Alpha Natural Resources (ANR) has been sailing through troubled waters for quite some time. It was mainly on account of the drop in coal prices and uncertain demand for metallurgical coal. Consequently its stock price also suffered a significant blow from its performance and tumbled around 35% since the beginning of this year. However based on its performance during the first quarter, it seems that the company is on the road to a turnaround and investors could breathe a sigh of relief for the time being.
Trying to improve performance
The management took various initiatives to bring the company back on track and reduce its losses. In this direction it adopted an aggressive cost cutting strategy and curtailed the costs by around 11% year on year, which helped the company to minimize its loss by around 50%. During the quarter it reported a loss of $55.7 million, from a year ago period of $110.8 million.
This was indeed a fabulous performance, considering its revenue was down around17% as compared to last year. And going forward its cost cutting moves will act as a tailwind for the company, which will fuel its business to grow further.
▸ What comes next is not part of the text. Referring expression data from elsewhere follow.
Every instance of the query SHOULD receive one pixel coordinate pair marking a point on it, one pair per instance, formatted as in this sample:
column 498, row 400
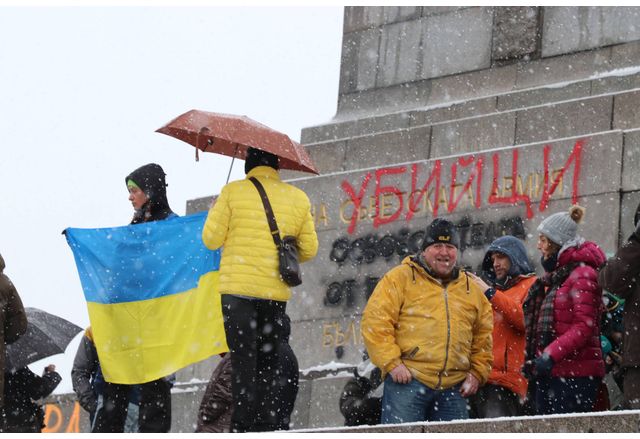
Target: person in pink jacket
column 562, row 319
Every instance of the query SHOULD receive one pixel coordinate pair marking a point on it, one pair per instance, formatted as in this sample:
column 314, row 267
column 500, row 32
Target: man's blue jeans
column 416, row 402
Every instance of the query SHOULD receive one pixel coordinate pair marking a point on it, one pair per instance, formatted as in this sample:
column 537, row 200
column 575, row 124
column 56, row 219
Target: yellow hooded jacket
column 237, row 221
column 439, row 333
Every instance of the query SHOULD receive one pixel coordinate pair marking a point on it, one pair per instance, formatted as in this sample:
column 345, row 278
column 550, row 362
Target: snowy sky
column 82, row 90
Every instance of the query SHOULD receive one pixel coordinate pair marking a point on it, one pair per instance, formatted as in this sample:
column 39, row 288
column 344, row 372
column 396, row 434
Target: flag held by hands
column 152, row 295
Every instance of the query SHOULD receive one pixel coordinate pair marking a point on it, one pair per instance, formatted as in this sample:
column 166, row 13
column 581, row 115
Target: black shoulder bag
column 287, row 246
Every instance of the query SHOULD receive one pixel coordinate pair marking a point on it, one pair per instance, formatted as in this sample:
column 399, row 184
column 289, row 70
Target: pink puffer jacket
column 576, row 350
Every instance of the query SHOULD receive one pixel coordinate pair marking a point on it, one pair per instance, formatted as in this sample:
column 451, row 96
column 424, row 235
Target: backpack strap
column 271, row 219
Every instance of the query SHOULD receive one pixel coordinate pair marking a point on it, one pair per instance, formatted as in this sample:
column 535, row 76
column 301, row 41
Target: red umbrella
column 232, row 135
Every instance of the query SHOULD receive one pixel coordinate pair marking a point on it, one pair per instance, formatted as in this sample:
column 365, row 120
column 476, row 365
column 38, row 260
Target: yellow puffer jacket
column 237, row 221
column 439, row 333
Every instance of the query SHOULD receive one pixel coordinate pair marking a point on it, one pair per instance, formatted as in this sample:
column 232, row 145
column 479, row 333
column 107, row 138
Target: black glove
column 543, row 365
column 489, row 293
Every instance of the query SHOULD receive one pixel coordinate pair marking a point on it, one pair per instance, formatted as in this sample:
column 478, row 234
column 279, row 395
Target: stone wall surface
column 494, row 117
column 572, row 29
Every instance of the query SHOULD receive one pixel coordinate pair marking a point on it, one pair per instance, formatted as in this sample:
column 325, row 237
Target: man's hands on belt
column 400, row 374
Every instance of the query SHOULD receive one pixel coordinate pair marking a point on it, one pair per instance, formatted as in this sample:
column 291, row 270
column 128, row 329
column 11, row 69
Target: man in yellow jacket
column 428, row 327
column 254, row 296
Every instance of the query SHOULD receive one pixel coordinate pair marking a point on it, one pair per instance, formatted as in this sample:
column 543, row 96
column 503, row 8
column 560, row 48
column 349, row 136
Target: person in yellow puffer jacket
column 254, row 296
column 428, row 327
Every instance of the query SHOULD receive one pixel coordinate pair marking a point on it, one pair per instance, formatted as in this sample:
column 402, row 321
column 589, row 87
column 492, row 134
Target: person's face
column 441, row 258
column 501, row 264
column 546, row 247
column 137, row 197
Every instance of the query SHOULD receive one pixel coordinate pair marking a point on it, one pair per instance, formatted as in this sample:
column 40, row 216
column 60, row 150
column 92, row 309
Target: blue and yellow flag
column 152, row 294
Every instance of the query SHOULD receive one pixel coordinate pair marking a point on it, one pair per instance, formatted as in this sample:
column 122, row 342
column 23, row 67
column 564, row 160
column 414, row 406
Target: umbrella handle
column 232, row 160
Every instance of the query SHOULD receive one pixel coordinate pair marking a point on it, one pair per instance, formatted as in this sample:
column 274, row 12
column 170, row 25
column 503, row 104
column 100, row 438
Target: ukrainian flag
column 152, row 294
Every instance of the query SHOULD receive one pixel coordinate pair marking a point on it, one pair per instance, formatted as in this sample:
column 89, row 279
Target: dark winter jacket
column 621, row 276
column 361, row 398
column 150, row 178
column 13, row 320
column 86, row 375
column 22, row 389
column 216, row 407
column 577, row 311
column 508, row 316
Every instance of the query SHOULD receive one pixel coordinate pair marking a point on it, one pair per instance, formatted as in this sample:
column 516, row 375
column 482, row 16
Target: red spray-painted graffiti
column 387, row 196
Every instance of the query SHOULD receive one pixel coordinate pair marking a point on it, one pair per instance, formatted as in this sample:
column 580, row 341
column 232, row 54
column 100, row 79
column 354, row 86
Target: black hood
column 515, row 250
column 150, row 178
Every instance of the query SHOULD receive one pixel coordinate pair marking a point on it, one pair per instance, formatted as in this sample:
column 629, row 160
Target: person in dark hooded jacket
column 88, row 383
column 361, row 398
column 563, row 312
column 23, row 414
column 13, row 322
column 507, row 269
column 621, row 276
column 148, row 196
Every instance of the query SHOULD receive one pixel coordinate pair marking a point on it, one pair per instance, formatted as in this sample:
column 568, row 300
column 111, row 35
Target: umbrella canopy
column 232, row 135
column 46, row 335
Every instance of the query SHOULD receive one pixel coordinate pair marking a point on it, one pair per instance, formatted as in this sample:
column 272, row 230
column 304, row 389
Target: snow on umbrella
column 46, row 335
column 232, row 135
The coal producer is also trying to build a new platform that would enable it to be more flexible and agile, allowing it to quickly respond to changing market conditions.
In addition to this, Alpha Natural Resources has negotiated with its financers and managed to extend the maturity of its debt obligations. It issued $690 million of senior convertible notes, of which $355 million will be due in 2017 and the remaining $345 million due in 2020. Alpha used a significant portion of these proceeds to repurchase existing convertible notes and reduced its outstanding convertible notes maturing in 2015 from $824 million to $194 million.
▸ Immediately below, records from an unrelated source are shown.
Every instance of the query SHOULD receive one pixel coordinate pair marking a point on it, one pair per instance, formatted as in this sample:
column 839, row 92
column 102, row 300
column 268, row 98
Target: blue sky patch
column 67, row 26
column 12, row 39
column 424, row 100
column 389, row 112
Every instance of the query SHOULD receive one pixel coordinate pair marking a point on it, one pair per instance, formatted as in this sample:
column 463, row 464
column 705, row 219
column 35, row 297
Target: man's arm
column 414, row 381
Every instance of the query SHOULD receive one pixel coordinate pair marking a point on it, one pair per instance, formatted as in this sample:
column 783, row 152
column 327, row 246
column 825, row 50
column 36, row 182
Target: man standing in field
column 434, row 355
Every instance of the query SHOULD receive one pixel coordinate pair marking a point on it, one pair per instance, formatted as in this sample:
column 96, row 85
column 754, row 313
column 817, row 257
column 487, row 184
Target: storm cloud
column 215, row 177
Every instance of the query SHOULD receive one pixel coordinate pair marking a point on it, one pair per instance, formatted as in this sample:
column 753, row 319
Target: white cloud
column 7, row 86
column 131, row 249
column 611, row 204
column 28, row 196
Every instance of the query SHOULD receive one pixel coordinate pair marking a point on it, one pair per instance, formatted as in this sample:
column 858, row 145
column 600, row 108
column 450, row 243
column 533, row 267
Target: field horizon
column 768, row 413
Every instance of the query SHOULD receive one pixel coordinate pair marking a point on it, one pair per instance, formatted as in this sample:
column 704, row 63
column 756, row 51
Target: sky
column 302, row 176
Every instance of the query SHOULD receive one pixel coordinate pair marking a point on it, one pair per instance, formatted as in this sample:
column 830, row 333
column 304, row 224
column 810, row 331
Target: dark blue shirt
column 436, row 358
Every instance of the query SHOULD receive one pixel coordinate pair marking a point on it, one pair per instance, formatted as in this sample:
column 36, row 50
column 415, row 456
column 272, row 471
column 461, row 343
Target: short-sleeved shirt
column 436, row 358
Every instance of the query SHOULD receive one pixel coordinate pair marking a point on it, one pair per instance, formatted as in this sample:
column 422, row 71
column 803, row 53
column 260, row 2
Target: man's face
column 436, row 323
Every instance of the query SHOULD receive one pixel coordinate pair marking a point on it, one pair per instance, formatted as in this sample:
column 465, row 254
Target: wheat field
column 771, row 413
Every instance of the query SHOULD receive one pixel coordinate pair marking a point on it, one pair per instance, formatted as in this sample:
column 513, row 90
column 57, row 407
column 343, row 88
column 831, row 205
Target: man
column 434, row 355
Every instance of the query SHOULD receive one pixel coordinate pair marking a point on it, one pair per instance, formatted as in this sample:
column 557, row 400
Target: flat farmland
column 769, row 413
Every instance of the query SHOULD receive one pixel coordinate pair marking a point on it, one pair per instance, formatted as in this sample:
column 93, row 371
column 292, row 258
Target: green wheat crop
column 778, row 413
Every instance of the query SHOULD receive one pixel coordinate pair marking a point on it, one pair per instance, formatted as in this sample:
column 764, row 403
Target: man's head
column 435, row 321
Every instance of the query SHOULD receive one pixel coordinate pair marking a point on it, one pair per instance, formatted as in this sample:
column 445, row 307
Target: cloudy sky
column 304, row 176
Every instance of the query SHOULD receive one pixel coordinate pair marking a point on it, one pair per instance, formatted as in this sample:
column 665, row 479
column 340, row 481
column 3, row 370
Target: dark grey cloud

The company also termed out its bank debt, which lowered it’s near term repayment obligations significantly. Apart from this, it also sold a portion of its Marcellus gas area for a total of $300 million. This includes $100 million in cash and around 9.5 million shares of Rice Energy at the IPO price worth $200 million. Alpha also made an outstanding return on its investment of around $30 million in cash and contribution of approximately 7,500 acres made to the Alpha Shale Joint Venture.
Continuing with its debt restructuring strategy, it sold some of its non-core assets last year. Although the cash generated from these sales were modest but it helped the company to reduce its liabilities. It mainly includes retirement obligations, which will reduce future cash outflows from its idle properties.
These were some of the debt restructuring strategies that Alpha adopted to reduce its debt and minimize losses. But in spite of these moves the company will have to adopt various initiatives to fuel its top line. And going forward the management expects its prospects to improve as the demand pick up. According to a report, World Steel Association has forecasted a 3.3% increase in 2014 global steel demand, which is a slight improvement from last year’s growth rate. The company is also anticipating an increase in steel demand from the European Union. This demand is expected to grow in 2014 with a forecasted growth rate of 2.1% compared to an estimated decline of 3.8% last year.
Although the demand is expected to improve but the same cannot be said on the supply side as only a few mines are scheduled to come online. According to estimates, total exports in 2014 are estimated to increase by only about 10 million metric tons, of which 6 million tons are from Australia. In addition to this the thermal coal market is also showing signs of improvement.
Because of the coal spills last year the demand has increase and so is the interest in the coal-fired electrical generation. This demand, in turn, is expected to accelerate the drawdown in utility stockpiles across the various regions. Electrical generators and grid operators are also focusing on the role of coal fire generation and are looking to maintain a reliable energy supply. According to the management, the domestic market has strengthened and the company expects to get its share of any additional domestic demand in the markets it serves. And going forward if the demand and supply match we can expect Alpha’s business to improve further.
Currently Alpha is struggling to improve its numbers and strengthen its balance sheet. Its cash position is just $970 million compared to a huge debt of $3.43 billion. But as already mentioned the management has negotiated with its financers and extended the debt maturities. In addition to this to further minimize its debt it has sold it non-core assets and has taken various other initiatives to reduce cost.
These initiatives will help the company to improve its bottom line. Moreover the stock has dipped considerably, which is a good sign for investors as it provides the stock significant room to grow. Hence looking at all the above factors investors can consider adding Alpha Natural Resources to their portfolio.